LAPALISSADE ou VÉRITÉ DE LA PALICE : origine et signification

Affirmation tellement évidente qu’elle en devient ridicule ou déclenche la raillerie ou l’hilarité, une vérité de La Palice ou lapalissade fait référence à un grand maréchal de François Ier mort au combat à la bataille de Pavie qui n’en a jamais prononcé !

De quoi s’agit-il ?

Une lapalissade ou vérité de La Palice consiste à affirmer une « vérité vraie »,    une évidence immédiatement perceptible, qui déclenche le rire de l’interlocuteur ou encore la réponse suivante : « La Palice en aurait dit autant ! ».

Forme de truisme (vérité trop manifeste qu’il est superflu de vouloir démontrer et d’énoncer), elle est souvent utilisée en politique pour faire passer de fausses idées, donnant une impression renforcée de vérité et d’évidence.

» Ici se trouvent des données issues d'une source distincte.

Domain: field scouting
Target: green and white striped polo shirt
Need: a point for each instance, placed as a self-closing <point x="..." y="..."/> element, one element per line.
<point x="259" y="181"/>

À la différence d’une tautologie qui est une proposition toujours vraie sans que cela soit forcément perceptible d’emblée et sans connotation péjorative, une lapalissade énonce une évidence, une banalité reconnue immédiatement par tous. Elle à une connotation péjorative (affirmation ou réflexion niaise). Le locuteur y a recours à dessein (pour plaisanter) ou non, suscitant une réaction immédiate de rire ou de moquerie. Elle diffère d’un pléonasme qui est un terme ou une expression ajoutant une répétition consciente ou inconsciente à ce qui a été énoncé.

Origines

Le terme de vérité de La Palice ou lapalissade fait référence à Jacques II de Chabannes, seigneur de La Palice, dit La Palisse, maréchal de François Ier. L’orthographe de lapalissade provient du nom moderne de la ville de Lapalisse dans le Bourbonnais qui abrite le château historique de Jacques de La Palice.

La Palice n’a été l’auteur d’aucune lapalissade.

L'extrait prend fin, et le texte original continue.